I wanted to protect my hens from rats, snakes, weasels, raccoons, hawks and possible nuclear destruction, so I had the Fowl Fortress built. I was going to try to do it myself (ever taunting the gods of construction with my ineptness in this field). I bought Redicrete, t-posts and aviary wire. Then I came to my senses. I’m having shoulder and back problems, I wanted the coop to be done by the time I left to pick up my daughter from Oregon last week, and I really didn’t want the coop to be an eyesore.

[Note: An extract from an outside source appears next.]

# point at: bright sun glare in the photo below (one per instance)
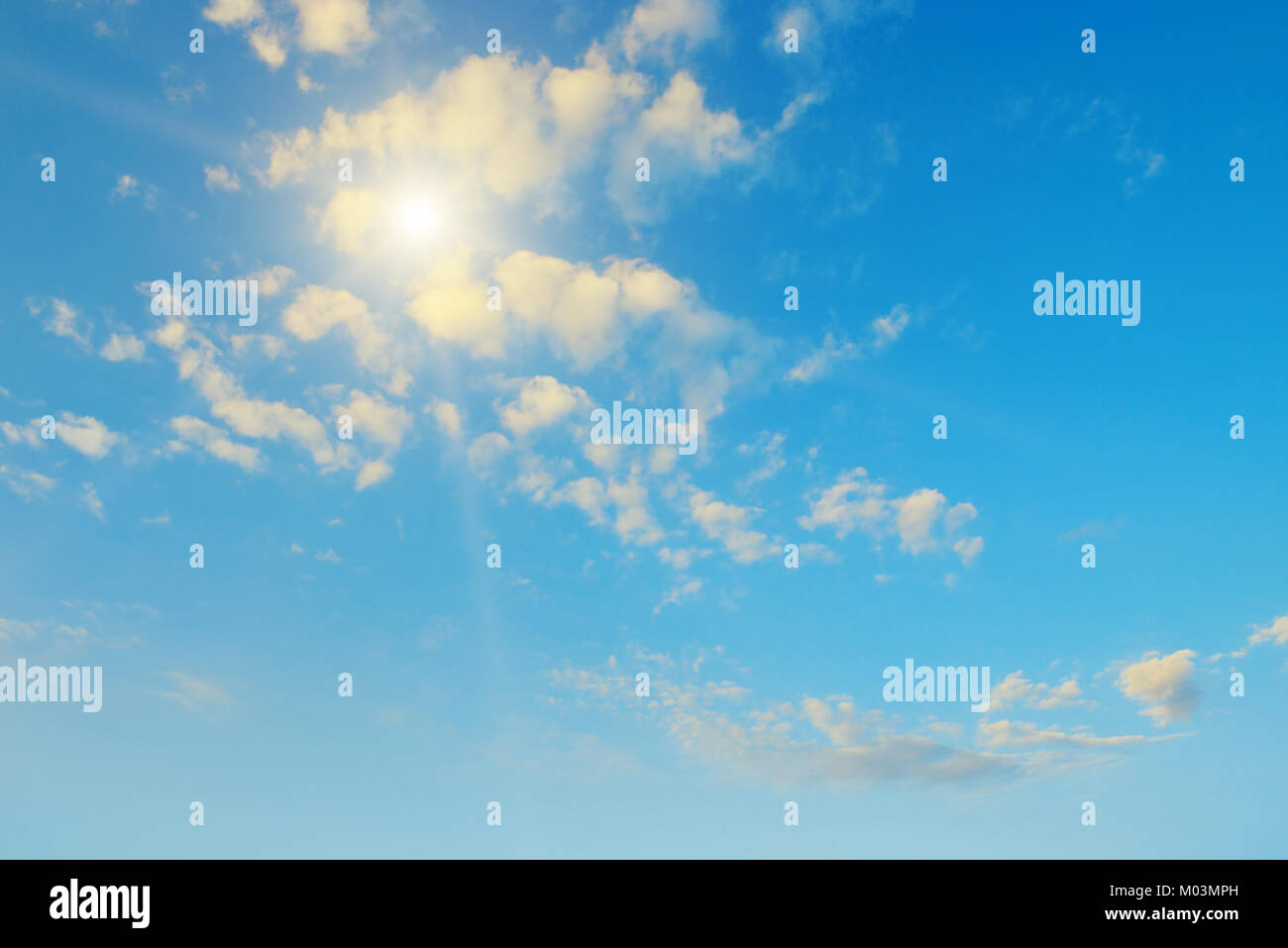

And I only wanted the best for my girls!
So I hired the contractor who put up my wooden fence a few years ago. He said he’d do it over the weekend. Of course, not only didn’t it get done until 7 pm the night before I left the state, but he’d run over a whole lot of plants with his trailer, broke an irrigation line and a small tree, was scooping buckets of pond water to use for the cement because he didn’t see the HOSE and HOSE BIB that was right there (I found two buckets left over the weekend, and they had live mosquito fish and a pond snail in them! Ummm… habitat area! No-kill zone! Gee!). Frustration mounted and didn’t make my tension headaches go away despite chiropractic adjustments. And the coop was far more expensive than I had imagined. Survey question: how many of you who have had a construction project, have been given a no-show excuse of “a broken water heater in San Diego (substitute a city that is close but not too close) ? For me, it has been two contractors who have used that excuse. I’m catching on.
Still, I ended up with a nice-looking, sturdy coop. It has a wire roof, and the wire goes down a little ways into the soil, but on one side the rats can still scoot under, so I need to secure it with rocks and more dirt. The girls love the coop because they can range around during the day safely, and they have plenty of good dirt bath places as well. I had a 4-foot door installed so that I could get large things in and out. Aviary wire is small-gauge wire, smaller than poultry wire. It should keep most vermin out. It is doubled at the bottom which will help keep small snakes from getting in or getting caught in it. I can also subdivide the coop on the inside if I wanted to put other birds in there (frizzles? ducks?) and keep them from being pecked by the ladies.
The two coops are inside and the girls mix it up when it comes to egg laying. I want to get the quail run inside, too, but it will take a little more lifting power than just my daughter and me. I’ve moved it myself, out of the truck and down the property, by leverage, ramps, and tilting it over onto my garden cart so that it is balanced on part of the roof. I tried that again the day before I left, but the ground was sloped and I lost control of the whole thing. I managed to get it back down for the quail and only did minor damage to myself. Wonder Woman I am no longer!